Ya bu zenginler neden hep böyle dağlık, ormanlık bir yerlerde alıyorlardı villalarını?
Anayola nasıl çıkacaktım ben? Tek parça eve varsam şükür edecektim resmen.
Bu okula geldiğim güne lanet etmeden durmadım. Geri zekalılar. Hepiniz salaksınız salak! Sizden de hiç bir şey olmaz! Jungkook'muş Allahın ergeni!

Ben bu düşüncelerimi bağıra bağıra dile getirip boş yolda yürürken önümde bir araba durdu.

Aha.
Yine kaçırılıyorum.
Ya imdat ya! Yeter ya!

Ben yol kenarından taş alıp kendimi savunmak için arabanın camına atacakken sürücü kapısı yukarı doğru kaydı ve içinden Jungkook çıktı.

Arkamdan araba ile mi takip etmişti bu beni?

"Sana beni dışarıda bekle, seni evine bırakacaklar demedim mi ben?"

Allah Allah ya!

"İstemiyorum. Defol." dedim ne olur ne olmaz diye elimdeki taşı indirmeden.
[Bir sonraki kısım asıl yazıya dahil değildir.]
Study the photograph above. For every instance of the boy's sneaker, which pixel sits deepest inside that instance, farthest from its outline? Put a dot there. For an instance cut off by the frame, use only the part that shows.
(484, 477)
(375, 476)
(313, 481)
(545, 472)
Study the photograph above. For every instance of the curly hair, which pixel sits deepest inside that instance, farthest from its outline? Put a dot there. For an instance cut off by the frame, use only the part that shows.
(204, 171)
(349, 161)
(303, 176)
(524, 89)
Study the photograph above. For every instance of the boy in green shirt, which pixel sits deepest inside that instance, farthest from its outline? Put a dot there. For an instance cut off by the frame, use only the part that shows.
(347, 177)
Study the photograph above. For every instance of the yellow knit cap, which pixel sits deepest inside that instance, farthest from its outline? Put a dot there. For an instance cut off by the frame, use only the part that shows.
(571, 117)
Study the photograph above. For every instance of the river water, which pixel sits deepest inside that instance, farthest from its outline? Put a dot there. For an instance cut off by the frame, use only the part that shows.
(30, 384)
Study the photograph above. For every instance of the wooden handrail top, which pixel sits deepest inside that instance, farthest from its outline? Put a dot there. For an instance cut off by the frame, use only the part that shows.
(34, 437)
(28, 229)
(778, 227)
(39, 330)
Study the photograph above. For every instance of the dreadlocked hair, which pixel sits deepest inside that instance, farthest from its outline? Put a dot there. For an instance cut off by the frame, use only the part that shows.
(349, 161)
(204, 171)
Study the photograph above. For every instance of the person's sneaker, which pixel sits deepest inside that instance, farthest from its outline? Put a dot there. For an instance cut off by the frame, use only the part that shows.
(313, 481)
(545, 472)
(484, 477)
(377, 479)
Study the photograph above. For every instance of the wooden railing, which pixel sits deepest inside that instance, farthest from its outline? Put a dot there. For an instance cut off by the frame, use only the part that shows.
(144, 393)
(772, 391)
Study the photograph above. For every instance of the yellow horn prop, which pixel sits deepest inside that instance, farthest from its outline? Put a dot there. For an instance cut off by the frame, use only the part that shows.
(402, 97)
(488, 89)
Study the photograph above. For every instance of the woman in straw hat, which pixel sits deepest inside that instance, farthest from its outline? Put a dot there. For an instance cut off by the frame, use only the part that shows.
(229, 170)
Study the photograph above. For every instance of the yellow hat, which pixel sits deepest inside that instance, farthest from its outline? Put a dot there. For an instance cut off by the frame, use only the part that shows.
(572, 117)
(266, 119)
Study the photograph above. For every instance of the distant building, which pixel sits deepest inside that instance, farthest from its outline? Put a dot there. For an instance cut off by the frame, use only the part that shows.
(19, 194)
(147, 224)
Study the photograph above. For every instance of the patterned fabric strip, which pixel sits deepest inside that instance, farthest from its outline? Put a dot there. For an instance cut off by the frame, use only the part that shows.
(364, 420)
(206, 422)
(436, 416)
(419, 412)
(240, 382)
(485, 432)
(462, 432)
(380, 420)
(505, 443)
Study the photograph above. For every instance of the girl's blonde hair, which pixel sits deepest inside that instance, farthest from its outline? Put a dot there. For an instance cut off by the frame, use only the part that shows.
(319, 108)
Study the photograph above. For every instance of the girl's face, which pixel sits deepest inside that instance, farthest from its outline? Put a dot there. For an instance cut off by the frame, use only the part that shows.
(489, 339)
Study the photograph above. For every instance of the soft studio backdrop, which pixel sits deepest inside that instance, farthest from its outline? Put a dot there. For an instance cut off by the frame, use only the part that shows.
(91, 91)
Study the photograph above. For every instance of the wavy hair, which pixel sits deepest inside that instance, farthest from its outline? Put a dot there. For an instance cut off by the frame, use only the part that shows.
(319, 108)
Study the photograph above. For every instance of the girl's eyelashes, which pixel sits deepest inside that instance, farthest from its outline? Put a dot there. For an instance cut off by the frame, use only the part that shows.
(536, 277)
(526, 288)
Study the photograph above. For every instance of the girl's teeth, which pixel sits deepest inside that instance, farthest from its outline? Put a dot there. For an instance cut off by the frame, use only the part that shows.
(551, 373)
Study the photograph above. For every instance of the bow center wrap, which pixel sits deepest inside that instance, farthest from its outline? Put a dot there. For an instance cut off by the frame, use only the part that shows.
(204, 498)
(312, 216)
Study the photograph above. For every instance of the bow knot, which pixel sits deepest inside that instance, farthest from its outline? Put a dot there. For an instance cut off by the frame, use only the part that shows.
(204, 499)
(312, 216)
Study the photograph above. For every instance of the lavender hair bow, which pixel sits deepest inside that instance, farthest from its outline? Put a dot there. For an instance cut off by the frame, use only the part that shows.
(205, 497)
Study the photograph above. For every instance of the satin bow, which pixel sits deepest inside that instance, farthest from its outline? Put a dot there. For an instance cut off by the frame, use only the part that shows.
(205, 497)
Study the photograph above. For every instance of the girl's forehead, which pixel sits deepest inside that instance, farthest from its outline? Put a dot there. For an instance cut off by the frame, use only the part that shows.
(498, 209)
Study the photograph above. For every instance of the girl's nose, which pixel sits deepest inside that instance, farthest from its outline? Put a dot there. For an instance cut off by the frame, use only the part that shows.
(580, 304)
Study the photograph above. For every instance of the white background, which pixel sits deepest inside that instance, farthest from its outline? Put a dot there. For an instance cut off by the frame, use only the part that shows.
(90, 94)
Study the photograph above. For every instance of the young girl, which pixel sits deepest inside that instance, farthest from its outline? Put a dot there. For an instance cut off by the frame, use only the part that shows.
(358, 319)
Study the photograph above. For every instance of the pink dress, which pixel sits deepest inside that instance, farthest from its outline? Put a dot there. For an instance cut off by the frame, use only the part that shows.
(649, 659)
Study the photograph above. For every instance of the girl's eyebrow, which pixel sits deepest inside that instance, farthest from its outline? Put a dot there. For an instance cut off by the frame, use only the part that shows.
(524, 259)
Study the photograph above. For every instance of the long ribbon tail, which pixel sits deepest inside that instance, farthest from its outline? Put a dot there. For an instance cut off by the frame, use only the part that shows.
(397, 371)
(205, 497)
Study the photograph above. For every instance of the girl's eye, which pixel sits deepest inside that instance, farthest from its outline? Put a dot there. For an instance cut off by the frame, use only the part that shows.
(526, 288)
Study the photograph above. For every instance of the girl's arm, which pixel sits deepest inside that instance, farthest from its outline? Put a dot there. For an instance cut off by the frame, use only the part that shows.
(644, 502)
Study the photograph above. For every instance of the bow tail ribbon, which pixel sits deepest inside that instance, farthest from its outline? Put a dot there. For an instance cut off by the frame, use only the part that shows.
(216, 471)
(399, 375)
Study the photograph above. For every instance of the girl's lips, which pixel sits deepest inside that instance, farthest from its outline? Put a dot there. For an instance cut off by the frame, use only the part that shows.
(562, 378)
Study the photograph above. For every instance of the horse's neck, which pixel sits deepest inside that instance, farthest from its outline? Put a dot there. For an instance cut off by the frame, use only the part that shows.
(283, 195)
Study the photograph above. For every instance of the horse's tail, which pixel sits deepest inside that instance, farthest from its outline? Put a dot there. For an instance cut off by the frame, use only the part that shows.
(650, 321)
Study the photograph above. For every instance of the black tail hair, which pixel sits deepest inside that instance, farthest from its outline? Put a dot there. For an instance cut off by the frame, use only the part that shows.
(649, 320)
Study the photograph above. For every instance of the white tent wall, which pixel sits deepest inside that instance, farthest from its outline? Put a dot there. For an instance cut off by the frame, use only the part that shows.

Jungkook havalı güneş gözlüklerini çıkardı. Sabır diler gibi elini saçlarında gezdirdi. Artist. Kendini cool falan mı sanıyordu bu? Hiç te değildi. Tamam belki biraz, birazcık havalı olabilirdi ama çok az.

"Evine nasıl dönmeyi düşünüyorsun peki? Yürüyerek mi? Nerde olduğumuzu biliyor musun?"

Ebenin köründeyiz demek istedim ama sustum. Hem beni kaçırıyor, hem hesap soruyor adama bak ya!

"Sana ne? Seni ne ilgilendirir?"

Jungkook kollarını kavuşturup milyon dolarlık arabasına yaslandı.

"Özel bir mülkde bulunuyorsun, buraya en yakın anayol 15kilometre uzaklıkta. Sen koşucuydun öyle değil mi? Koşmaya başla istersen, evine akşam ancak ulaşırsın."

Ukala. Çok bilmiş!

"Nerden biliyorsun sen benim koşucu olduğumu?" diye hesap sordum. Stalklamış mıydı bu beni bi de?
Bana sadece kendini beğenmiş yamuk bi gülüşle cevap verdi.

Sonra yaslandığı yerden doğruldu ve sıkıldığını belli eder bir şekilde "geliyor musun?" diye sordu.

Ama işte bendeki inat öyle böyle değil. Burda beni kurtlar yese, aslanlar parçalasa da inadımdan vaz geçmem.
Bu geri zekalıya popomu dönüp yürümeye başladım.
Allah büyüktür diyip kendimi motive etmek için güzel şeyler düşünmeye çalıştım.

Jungkook psikopatı da arabasına atlayıp sürmeye başladı.

Arkasından duymayacağını bildiğim halde bağırdım.
"İnşallah bana bir şey olursa senden şüphelenirler de hapislerde çürürsün!"

Ben biraz yürümüştüm ki aynı araba bu sefer yürüme mesafesinde yine yanıma geldi. İçeriyi göstermeyen siyah camları açıldıktan sonra Jungkook bana seslendi.

"Hadi bırak inadı. Bin arabaya."

Ona doğru bakmadan omuzlarımı silktim.

"Asla olmaz."

Jungkook sabırlı bir şekilde beni ikna etme çabasına devam ederken adımlarımın hızında arabasını sürüyordu.

"Gel hadi, kaybolursun burada."

"Hayır. Defol git."

"Neden bu kadar inatçısın?"

"Senin yüzünden başıma gelmeyen kalmadığı için olabilir mi?"

"Şimdi çocukluk yapmanın sırası değil. Bin şu arabaya."

Daha fazla dayanamayıp arabasına ayağımla vurdum.